Syracuse.com and SUNY.edu

The Director of the Tully Center for Free Speech at the Newhouse School feels that the Syracuse Post-Standard is within its legal right to sue Onondaga Community College to access information.  The paper recently published an editorial explaining exactly why it wants the details of a confidentiality agreement reached between the college and a former OCC basketball coach to be disclosed.  Associate Professor Roy Gutterman says the newspaper reacted properly.

"This is textbook First Amendment doctrine of the press being a watchdog, a guard dog and the eyes and ears of the public."

The way OCC has remained quiet on the matter makes Gutterman believe that some type of a cover-up was involved.

Credit Newhouse.syr.edu
Roy Gutterman, the Director of the Tully Center for Free Speech at the Newhouse School, feels that the Syracuse Post-Standard is within its legal right to sue Onondaga Community College.

"It's important to reiterate there's a pretty important underlying issue that this basketball coach got involved in here.
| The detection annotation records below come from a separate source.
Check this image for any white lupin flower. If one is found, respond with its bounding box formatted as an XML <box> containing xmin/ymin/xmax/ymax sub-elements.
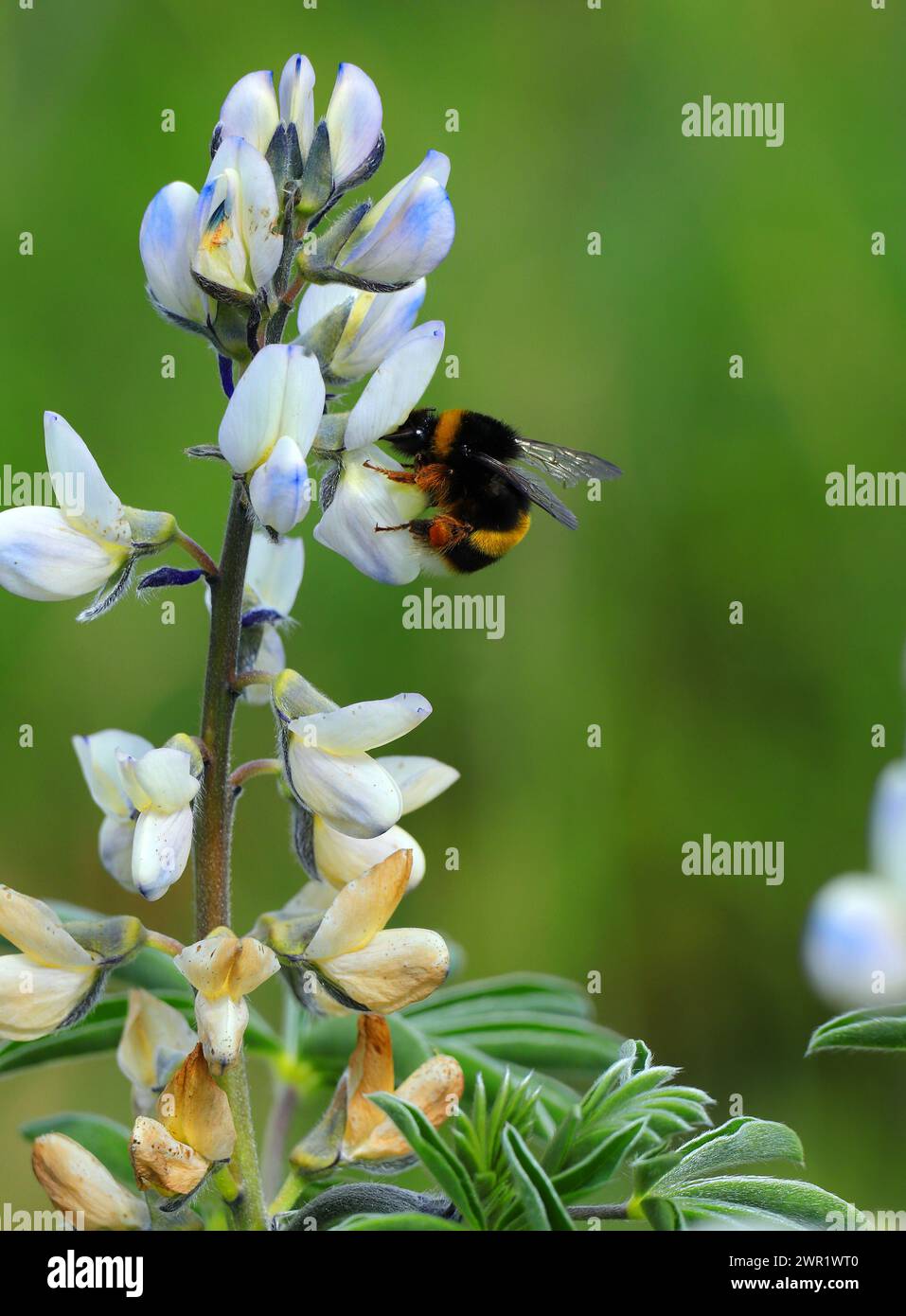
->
<box><xmin>299</xmin><ymin>279</ymin><xmax>427</xmax><ymax>382</ymax></box>
<box><xmin>0</xmin><ymin>412</ymin><xmax>132</xmax><ymax>616</ymax></box>
<box><xmin>0</xmin><ymin>885</ymin><xmax>101</xmax><ymax>1042</ymax></box>
<box><xmin>802</xmin><ymin>873</ymin><xmax>906</xmax><ymax>1006</ymax></box>
<box><xmin>312</xmin><ymin>756</ymin><xmax>459</xmax><ymax>891</ymax></box>
<box><xmin>115</xmin><ymin>746</ymin><xmax>200</xmax><ymax>900</ymax></box>
<box><xmin>31</xmin><ymin>1133</ymin><xmax>149</xmax><ymax>1232</ymax></box>
<box><xmin>284</xmin><ymin>694</ymin><xmax>431</xmax><ymax>838</ymax></box>
<box><xmin>314</xmin><ymin>321</ymin><xmax>444</xmax><ymax>584</ymax></box>
<box><xmin>304</xmin><ymin>850</ymin><xmax>449</xmax><ymax>1015</ymax></box>
<box><xmin>333</xmin><ymin>151</ymin><xmax>455</xmax><ymax>284</ymax></box>
<box><xmin>219</xmin><ymin>344</ymin><xmax>324</xmax><ymax>534</ymax></box>
<box><xmin>138</xmin><ymin>183</ymin><xmax>211</xmax><ymax>325</ymax></box>
<box><xmin>192</xmin><ymin>137</ymin><xmax>283</xmax><ymax>299</ymax></box>
<box><xmin>174</xmin><ymin>928</ymin><xmax>280</xmax><ymax>1076</ymax></box>
<box><xmin>324</xmin><ymin>63</ymin><xmax>383</xmax><ymax>187</ymax></box>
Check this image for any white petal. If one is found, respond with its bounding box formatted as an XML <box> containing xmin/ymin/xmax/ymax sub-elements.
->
<box><xmin>378</xmin><ymin>754</ymin><xmax>459</xmax><ymax>813</ymax></box>
<box><xmin>125</xmin><ymin>748</ymin><xmax>199</xmax><ymax>813</ymax></box>
<box><xmin>314</xmin><ymin>448</ymin><xmax>428</xmax><ymax>584</ymax></box>
<box><xmin>249</xmin><ymin>435</ymin><xmax>311</xmax><ymax>534</ymax></box>
<box><xmin>344</xmin><ymin>320</ymin><xmax>444</xmax><ymax>450</ymax></box>
<box><xmin>330</xmin><ymin>279</ymin><xmax>427</xmax><ymax>379</ymax></box>
<box><xmin>324</xmin><ymin>64</ymin><xmax>382</xmax><ymax>183</ymax></box>
<box><xmin>220</xmin><ymin>72</ymin><xmax>280</xmax><ymax>155</ymax></box>
<box><xmin>98</xmin><ymin>817</ymin><xmax>135</xmax><ymax>892</ymax></box>
<box><xmin>0</xmin><ymin>507</ymin><xmax>120</xmax><ymax>603</ymax></box>
<box><xmin>218</xmin><ymin>344</ymin><xmax>324</xmax><ymax>475</ymax></box>
<box><xmin>802</xmin><ymin>874</ymin><xmax>906</xmax><ymax>1006</ymax></box>
<box><xmin>132</xmin><ymin>806</ymin><xmax>192</xmax><ymax>900</ymax></box>
<box><xmin>73</xmin><ymin>729</ymin><xmax>154</xmax><ymax>819</ymax></box>
<box><xmin>245</xmin><ymin>530</ymin><xmax>306</xmax><ymax>617</ymax></box>
<box><xmin>289</xmin><ymin>736</ymin><xmax>403</xmax><ymax>837</ymax></box>
<box><xmin>318</xmin><ymin>921</ymin><xmax>451</xmax><ymax>1015</ymax></box>
<box><xmin>195</xmin><ymin>992</ymin><xmax>249</xmax><ymax>1077</ymax></box>
<box><xmin>290</xmin><ymin>694</ymin><xmax>431</xmax><ymax>754</ymax></box>
<box><xmin>0</xmin><ymin>885</ymin><xmax>98</xmax><ymax>969</ymax></box>
<box><xmin>306</xmin><ymin>851</ymin><xmax>410</xmax><ymax>962</ymax></box>
<box><xmin>279</xmin><ymin>55</ymin><xmax>314</xmax><ymax>161</ymax></box>
<box><xmin>138</xmin><ymin>183</ymin><xmax>208</xmax><ymax>325</ymax></box>
<box><xmin>869</xmin><ymin>759</ymin><xmax>906</xmax><ymax>892</ymax></box>
<box><xmin>314</xmin><ymin>817</ymin><xmax>425</xmax><ymax>891</ymax></box>
<box><xmin>0</xmin><ymin>955</ymin><xmax>92</xmax><ymax>1042</ymax></box>
<box><xmin>44</xmin><ymin>412</ymin><xmax>129</xmax><ymax>544</ymax></box>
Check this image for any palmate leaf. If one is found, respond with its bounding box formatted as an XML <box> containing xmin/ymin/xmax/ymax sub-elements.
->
<box><xmin>806</xmin><ymin>1005</ymin><xmax>906</xmax><ymax>1056</ymax></box>
<box><xmin>630</xmin><ymin>1116</ymin><xmax>852</xmax><ymax>1229</ymax></box>
<box><xmin>0</xmin><ymin>991</ymin><xmax>283</xmax><ymax>1077</ymax></box>
<box><xmin>18</xmin><ymin>1111</ymin><xmax>135</xmax><ymax>1191</ymax></box>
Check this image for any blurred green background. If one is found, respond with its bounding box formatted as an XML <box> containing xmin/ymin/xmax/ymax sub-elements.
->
<box><xmin>0</xmin><ymin>0</ymin><xmax>906</xmax><ymax>1208</ymax></box>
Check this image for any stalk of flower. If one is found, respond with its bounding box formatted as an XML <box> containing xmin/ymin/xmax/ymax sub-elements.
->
<box><xmin>31</xmin><ymin>1133</ymin><xmax>149</xmax><ymax>1231</ymax></box>
<box><xmin>129</xmin><ymin>1043</ymin><xmax>236</xmax><ymax>1199</ymax></box>
<box><xmin>174</xmin><ymin>928</ymin><xmax>280</xmax><ymax>1076</ymax></box>
<box><xmin>295</xmin><ymin>756</ymin><xmax>459</xmax><ymax>891</ymax></box>
<box><xmin>73</xmin><ymin>730</ymin><xmax>204</xmax><ymax>900</ymax></box>
<box><xmin>0</xmin><ymin>885</ymin><xmax>146</xmax><ymax>1042</ymax></box>
<box><xmin>256</xmin><ymin>850</ymin><xmax>449</xmax><ymax>1015</ymax></box>
<box><xmin>314</xmin><ymin>321</ymin><xmax>444</xmax><ymax>584</ymax></box>
<box><xmin>290</xmin><ymin>1015</ymin><xmax>465</xmax><ymax>1175</ymax></box>
<box><xmin>219</xmin><ymin>344</ymin><xmax>324</xmax><ymax>534</ymax></box>
<box><xmin>0</xmin><ymin>412</ymin><xmax>179</xmax><ymax>621</ymax></box>
<box><xmin>272</xmin><ymin>668</ymin><xmax>431</xmax><ymax>838</ymax></box>
<box><xmin>115</xmin><ymin>987</ymin><xmax>198</xmax><ymax>1114</ymax></box>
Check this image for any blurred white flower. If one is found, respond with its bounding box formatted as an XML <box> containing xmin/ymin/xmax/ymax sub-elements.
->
<box><xmin>219</xmin><ymin>344</ymin><xmax>324</xmax><ymax>534</ymax></box>
<box><xmin>299</xmin><ymin>279</ymin><xmax>427</xmax><ymax>384</ymax></box>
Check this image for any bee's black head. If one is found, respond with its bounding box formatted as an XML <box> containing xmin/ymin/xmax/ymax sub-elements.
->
<box><xmin>387</xmin><ymin>408</ymin><xmax>437</xmax><ymax>456</ymax></box>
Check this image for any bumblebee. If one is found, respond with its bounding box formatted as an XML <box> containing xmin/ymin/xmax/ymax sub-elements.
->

And the fact that the public doesn't know how government officials are dealing with this sort of controversy is an important issue."

A group of six Onondaga County Lawmakers also went public with their thoughts about the case in their own published editorial in the paper.  Tom Buckel says confidentiality agreements are widely used and abused.

"Rumor mongering at the forefront as opposed to an open and transparent discussion of the facts. If those things happened, the administration and the board ought to account for whether they were right or wrong and not hide from them."

Buckel adds that he thinks the college has wrongly protected administrators instead of the public which partly funds the college with taxpayer money.  The Tully Center’s Gutterman says the case begins at the district court level and he predicts that it could now advance to the Second-Circuit Court of Appeals.  He says OCC’s leadership has taken a one day news story and literally transformed it into a federal issue.